To generate reports:
Open the following URL:
https://<IP_Address_Change_Guardian_server:<port_number>
The default port is 8443. You can use a custom port if Change Guardian was installed with custom configurations.
Open REPORTS > Event Report.
Event Report
Mandy routinely analyzes change events and prefers to directly work with event data. One day she gets an input from her peer that there had been some unusual activities on the Microsoft Exchange server over the weekend, mostly on Sunday.
Mandy opens the Events dashboard and modifies the filter to view all change events from Sunday 6:00 a.m. to 6:00 p.m. She selects the Microsoft Exchange events and click Total Events. This opens the Events Summary report under REPORTS > Event Report.

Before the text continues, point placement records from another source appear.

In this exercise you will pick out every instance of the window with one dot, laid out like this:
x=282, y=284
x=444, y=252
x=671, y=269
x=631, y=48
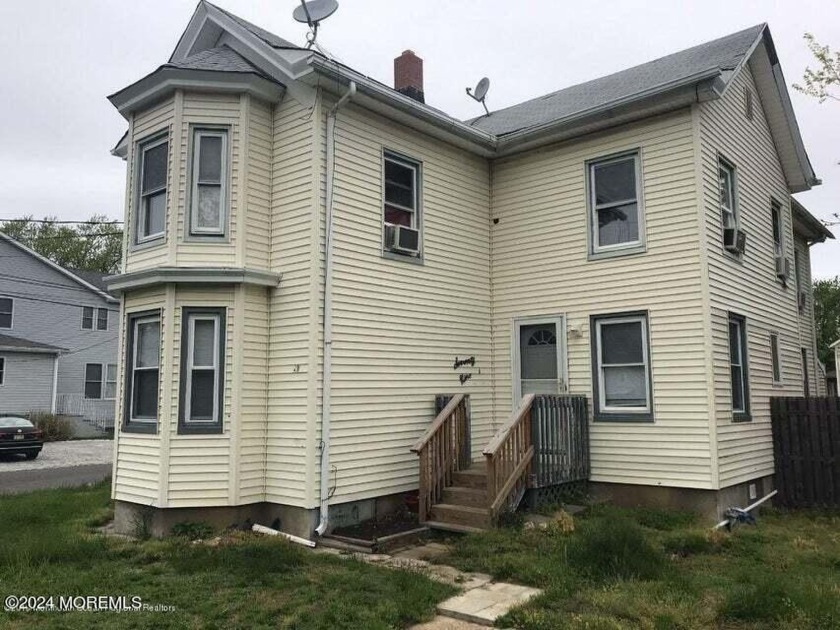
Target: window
x=614, y=203
x=738, y=367
x=151, y=215
x=776, y=217
x=208, y=194
x=621, y=367
x=93, y=380
x=401, y=181
x=202, y=369
x=728, y=210
x=775, y=358
x=143, y=365
x=6, y=312
x=87, y=318
x=102, y=319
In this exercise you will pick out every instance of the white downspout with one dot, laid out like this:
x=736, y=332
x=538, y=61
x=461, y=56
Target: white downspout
x=326, y=377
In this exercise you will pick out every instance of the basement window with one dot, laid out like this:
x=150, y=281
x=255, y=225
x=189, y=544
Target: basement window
x=202, y=370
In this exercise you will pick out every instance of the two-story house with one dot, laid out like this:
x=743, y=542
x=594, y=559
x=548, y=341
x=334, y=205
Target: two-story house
x=309, y=251
x=58, y=338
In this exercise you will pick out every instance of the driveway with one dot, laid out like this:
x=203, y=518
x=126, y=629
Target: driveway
x=60, y=464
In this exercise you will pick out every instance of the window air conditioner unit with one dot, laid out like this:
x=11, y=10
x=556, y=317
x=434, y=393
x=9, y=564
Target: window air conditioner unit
x=735, y=240
x=782, y=267
x=404, y=240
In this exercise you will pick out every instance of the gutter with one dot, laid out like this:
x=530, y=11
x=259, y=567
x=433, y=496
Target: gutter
x=326, y=373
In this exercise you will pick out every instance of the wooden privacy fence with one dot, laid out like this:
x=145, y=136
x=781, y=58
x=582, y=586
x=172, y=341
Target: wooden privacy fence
x=806, y=445
x=560, y=433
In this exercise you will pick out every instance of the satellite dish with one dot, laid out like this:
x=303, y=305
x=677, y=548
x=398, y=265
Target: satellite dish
x=312, y=12
x=480, y=92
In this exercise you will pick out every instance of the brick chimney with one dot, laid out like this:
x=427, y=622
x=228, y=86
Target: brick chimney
x=408, y=75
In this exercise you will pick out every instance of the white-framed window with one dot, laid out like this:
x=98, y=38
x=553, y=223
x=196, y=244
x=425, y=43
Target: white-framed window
x=102, y=319
x=775, y=358
x=143, y=371
x=615, y=203
x=202, y=370
x=738, y=367
x=728, y=202
x=101, y=381
x=152, y=176
x=402, y=177
x=621, y=367
x=7, y=309
x=208, y=191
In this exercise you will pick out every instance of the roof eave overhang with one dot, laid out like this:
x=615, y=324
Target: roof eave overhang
x=166, y=79
x=191, y=275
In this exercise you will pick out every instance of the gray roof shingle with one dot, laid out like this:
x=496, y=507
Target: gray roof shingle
x=724, y=54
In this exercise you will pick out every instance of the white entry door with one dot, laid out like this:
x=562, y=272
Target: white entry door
x=539, y=356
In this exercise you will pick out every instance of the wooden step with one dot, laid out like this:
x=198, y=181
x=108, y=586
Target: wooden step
x=464, y=495
x=475, y=477
x=452, y=527
x=461, y=515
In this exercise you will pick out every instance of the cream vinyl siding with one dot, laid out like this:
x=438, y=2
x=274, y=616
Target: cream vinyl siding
x=137, y=455
x=540, y=268
x=748, y=286
x=200, y=466
x=156, y=120
x=292, y=369
x=398, y=326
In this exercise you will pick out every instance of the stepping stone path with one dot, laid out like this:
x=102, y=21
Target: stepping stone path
x=478, y=606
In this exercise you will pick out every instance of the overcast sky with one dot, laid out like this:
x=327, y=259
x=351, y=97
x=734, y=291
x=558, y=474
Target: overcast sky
x=63, y=58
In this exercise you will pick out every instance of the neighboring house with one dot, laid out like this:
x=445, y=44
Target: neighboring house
x=309, y=251
x=58, y=338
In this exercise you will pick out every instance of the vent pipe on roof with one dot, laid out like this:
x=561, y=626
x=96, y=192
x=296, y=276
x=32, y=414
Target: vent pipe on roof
x=408, y=75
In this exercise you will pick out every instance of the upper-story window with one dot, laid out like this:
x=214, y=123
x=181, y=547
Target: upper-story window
x=208, y=190
x=7, y=307
x=94, y=316
x=615, y=203
x=401, y=207
x=151, y=212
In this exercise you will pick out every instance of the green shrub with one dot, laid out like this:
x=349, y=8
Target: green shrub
x=54, y=428
x=609, y=549
x=192, y=530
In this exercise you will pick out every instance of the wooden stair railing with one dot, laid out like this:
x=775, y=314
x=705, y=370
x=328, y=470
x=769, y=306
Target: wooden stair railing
x=443, y=450
x=508, y=457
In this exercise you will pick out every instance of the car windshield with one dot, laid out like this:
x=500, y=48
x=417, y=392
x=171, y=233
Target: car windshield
x=16, y=423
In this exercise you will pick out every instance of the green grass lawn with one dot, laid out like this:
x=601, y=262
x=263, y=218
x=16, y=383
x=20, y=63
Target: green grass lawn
x=657, y=569
x=48, y=548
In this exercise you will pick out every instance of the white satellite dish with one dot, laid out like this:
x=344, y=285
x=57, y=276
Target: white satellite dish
x=480, y=92
x=312, y=12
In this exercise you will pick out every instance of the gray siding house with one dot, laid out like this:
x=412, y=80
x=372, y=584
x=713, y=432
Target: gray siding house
x=58, y=338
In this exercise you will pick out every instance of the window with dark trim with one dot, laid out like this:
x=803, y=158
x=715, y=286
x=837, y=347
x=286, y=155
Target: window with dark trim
x=621, y=369
x=151, y=199
x=202, y=370
x=7, y=307
x=142, y=373
x=739, y=367
x=775, y=358
x=209, y=183
x=615, y=203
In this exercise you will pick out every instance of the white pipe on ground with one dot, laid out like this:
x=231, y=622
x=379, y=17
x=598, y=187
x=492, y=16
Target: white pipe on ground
x=262, y=529
x=749, y=508
x=326, y=376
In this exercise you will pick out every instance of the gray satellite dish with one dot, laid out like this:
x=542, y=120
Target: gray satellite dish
x=312, y=12
x=480, y=92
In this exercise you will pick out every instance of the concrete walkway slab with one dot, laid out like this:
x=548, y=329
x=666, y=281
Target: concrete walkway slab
x=483, y=605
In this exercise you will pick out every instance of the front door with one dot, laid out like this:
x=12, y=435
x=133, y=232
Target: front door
x=539, y=356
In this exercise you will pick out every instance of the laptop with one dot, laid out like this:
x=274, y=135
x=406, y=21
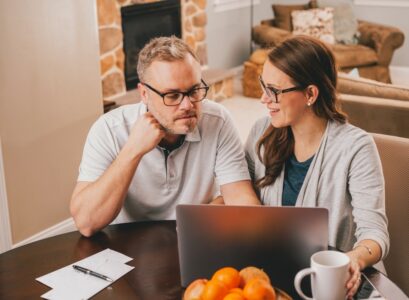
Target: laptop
x=279, y=240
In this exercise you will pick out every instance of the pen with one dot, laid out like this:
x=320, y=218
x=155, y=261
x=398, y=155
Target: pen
x=92, y=273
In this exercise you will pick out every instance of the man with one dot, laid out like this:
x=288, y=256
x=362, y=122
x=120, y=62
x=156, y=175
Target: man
x=141, y=160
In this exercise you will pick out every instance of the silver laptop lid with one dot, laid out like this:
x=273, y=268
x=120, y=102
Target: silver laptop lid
x=279, y=240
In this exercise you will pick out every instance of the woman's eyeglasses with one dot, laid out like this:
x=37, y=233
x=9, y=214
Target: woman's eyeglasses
x=273, y=93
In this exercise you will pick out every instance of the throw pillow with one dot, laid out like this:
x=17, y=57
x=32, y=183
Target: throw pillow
x=282, y=14
x=345, y=22
x=316, y=22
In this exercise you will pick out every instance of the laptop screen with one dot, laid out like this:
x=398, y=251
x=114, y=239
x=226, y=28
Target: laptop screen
x=279, y=240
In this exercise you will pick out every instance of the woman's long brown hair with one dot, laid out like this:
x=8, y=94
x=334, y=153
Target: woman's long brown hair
x=306, y=61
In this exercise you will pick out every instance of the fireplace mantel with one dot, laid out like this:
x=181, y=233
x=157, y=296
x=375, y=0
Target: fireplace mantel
x=112, y=57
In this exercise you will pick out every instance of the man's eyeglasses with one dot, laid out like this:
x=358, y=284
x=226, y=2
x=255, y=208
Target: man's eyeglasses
x=273, y=93
x=195, y=94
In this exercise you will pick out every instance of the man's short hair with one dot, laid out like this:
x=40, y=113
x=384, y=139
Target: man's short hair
x=162, y=49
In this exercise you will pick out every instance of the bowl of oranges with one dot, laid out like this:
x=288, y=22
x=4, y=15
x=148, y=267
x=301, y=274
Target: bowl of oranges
x=228, y=283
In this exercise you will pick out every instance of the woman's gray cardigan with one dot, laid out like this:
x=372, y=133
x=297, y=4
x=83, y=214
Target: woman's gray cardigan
x=345, y=177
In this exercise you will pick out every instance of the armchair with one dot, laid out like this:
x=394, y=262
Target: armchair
x=371, y=56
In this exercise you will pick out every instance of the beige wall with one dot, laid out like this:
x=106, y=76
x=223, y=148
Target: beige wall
x=50, y=94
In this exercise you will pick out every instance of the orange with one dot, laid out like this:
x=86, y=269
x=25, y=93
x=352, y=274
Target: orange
x=259, y=289
x=236, y=291
x=214, y=290
x=234, y=296
x=249, y=273
x=229, y=276
x=195, y=290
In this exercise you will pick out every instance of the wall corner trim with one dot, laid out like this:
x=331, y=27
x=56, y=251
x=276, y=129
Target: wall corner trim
x=65, y=226
x=5, y=230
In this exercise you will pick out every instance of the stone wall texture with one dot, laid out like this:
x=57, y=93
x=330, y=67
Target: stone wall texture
x=112, y=56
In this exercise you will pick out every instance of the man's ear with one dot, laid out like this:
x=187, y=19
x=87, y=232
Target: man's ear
x=143, y=92
x=311, y=94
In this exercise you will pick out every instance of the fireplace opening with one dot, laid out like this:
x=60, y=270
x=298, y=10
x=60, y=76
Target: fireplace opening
x=142, y=22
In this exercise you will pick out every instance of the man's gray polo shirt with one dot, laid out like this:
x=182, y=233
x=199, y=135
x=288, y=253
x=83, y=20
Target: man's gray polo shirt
x=212, y=152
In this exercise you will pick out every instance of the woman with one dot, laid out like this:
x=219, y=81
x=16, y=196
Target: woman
x=306, y=154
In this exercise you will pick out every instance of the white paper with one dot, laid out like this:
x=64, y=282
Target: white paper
x=68, y=283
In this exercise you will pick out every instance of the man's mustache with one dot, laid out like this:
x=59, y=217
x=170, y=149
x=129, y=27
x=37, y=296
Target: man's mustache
x=187, y=115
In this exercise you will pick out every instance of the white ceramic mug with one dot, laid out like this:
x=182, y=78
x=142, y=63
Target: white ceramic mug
x=329, y=274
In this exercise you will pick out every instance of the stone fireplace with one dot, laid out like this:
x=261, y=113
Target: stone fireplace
x=112, y=57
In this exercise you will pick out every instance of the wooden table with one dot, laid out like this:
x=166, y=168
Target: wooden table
x=152, y=245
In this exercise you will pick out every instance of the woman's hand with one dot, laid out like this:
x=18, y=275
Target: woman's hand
x=355, y=277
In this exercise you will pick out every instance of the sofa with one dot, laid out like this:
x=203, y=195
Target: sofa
x=394, y=156
x=371, y=105
x=369, y=49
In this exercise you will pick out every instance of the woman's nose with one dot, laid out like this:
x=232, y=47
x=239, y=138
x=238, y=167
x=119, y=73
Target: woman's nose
x=265, y=99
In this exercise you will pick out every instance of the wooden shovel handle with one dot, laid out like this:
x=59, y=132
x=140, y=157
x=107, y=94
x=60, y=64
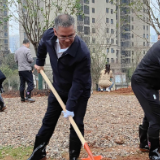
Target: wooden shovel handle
x=63, y=107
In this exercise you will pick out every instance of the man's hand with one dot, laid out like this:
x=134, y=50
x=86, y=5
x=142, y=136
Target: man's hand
x=67, y=113
x=38, y=68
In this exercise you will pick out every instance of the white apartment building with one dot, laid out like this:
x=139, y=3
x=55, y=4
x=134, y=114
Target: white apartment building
x=120, y=34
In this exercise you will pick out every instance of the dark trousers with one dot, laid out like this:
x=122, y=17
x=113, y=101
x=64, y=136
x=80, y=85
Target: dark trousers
x=149, y=100
x=54, y=111
x=26, y=76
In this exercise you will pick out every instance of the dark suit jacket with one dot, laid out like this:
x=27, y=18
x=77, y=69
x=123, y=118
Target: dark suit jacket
x=71, y=72
x=2, y=77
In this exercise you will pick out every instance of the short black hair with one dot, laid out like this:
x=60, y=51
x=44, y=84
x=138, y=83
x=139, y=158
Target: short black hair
x=25, y=41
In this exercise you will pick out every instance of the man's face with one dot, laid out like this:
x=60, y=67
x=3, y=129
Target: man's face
x=65, y=35
x=28, y=45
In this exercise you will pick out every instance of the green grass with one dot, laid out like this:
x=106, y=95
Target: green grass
x=20, y=153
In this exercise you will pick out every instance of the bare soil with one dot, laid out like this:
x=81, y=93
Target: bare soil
x=135, y=153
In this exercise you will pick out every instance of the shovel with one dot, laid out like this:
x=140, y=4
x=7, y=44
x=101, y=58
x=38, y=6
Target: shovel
x=84, y=143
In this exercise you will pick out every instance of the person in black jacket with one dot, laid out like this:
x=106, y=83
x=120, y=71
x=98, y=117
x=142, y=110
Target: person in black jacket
x=2, y=104
x=146, y=85
x=70, y=62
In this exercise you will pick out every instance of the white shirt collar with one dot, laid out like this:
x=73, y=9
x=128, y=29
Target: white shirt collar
x=59, y=47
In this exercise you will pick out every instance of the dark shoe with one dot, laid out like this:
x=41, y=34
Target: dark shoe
x=1, y=90
x=2, y=105
x=143, y=139
x=74, y=149
x=39, y=151
x=28, y=97
x=22, y=96
x=154, y=153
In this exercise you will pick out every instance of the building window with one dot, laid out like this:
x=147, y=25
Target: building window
x=79, y=18
x=80, y=28
x=111, y=21
x=87, y=30
x=86, y=1
x=86, y=9
x=25, y=35
x=5, y=13
x=5, y=34
x=107, y=20
x=112, y=41
x=112, y=50
x=112, y=60
x=112, y=31
x=107, y=10
x=93, y=20
x=86, y=20
x=117, y=53
x=143, y=43
x=5, y=41
x=93, y=40
x=93, y=10
x=107, y=30
x=93, y=30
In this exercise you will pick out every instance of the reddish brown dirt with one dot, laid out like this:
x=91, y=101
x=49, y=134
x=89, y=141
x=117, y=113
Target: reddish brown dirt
x=122, y=91
x=35, y=93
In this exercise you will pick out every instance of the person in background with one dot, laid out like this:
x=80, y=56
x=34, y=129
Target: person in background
x=70, y=62
x=2, y=104
x=158, y=37
x=105, y=80
x=24, y=59
x=145, y=83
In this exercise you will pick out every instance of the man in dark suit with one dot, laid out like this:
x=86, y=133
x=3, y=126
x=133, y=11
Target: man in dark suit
x=146, y=85
x=2, y=104
x=70, y=62
x=24, y=59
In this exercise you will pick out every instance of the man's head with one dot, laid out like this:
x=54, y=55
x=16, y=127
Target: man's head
x=158, y=37
x=26, y=43
x=64, y=29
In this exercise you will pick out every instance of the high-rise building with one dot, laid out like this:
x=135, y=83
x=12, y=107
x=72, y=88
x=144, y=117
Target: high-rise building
x=135, y=35
x=4, y=40
x=112, y=30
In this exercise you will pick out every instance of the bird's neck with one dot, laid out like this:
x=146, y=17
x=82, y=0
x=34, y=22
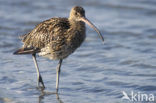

Mandy first groups events by Event Name. She observes that there are unusually higher number of Mailbox Create and Mailbox Delete
events. To get into further details, Mandy expands the list of Mailbox Create
events and starts reviewing the details of each event such as, who created the mailbox, what mailbox was created, from where the user logged in, and what time this event occurred. Mandy identifies one suspicious user who made multiple changes and she modifies the filter back to past one week to view the events made by the suspicious user. She saves the report as CSV and reviews it to check the activities performed by the user to analyze for any security breach.
NOTE:The GenerationTime column provides the timestamp at which an action was performed on the asset, while EventTime provides the timestamp at which Change Guardian collected the corresponding event. To view the time stamp for UNIX events, add EventTime column.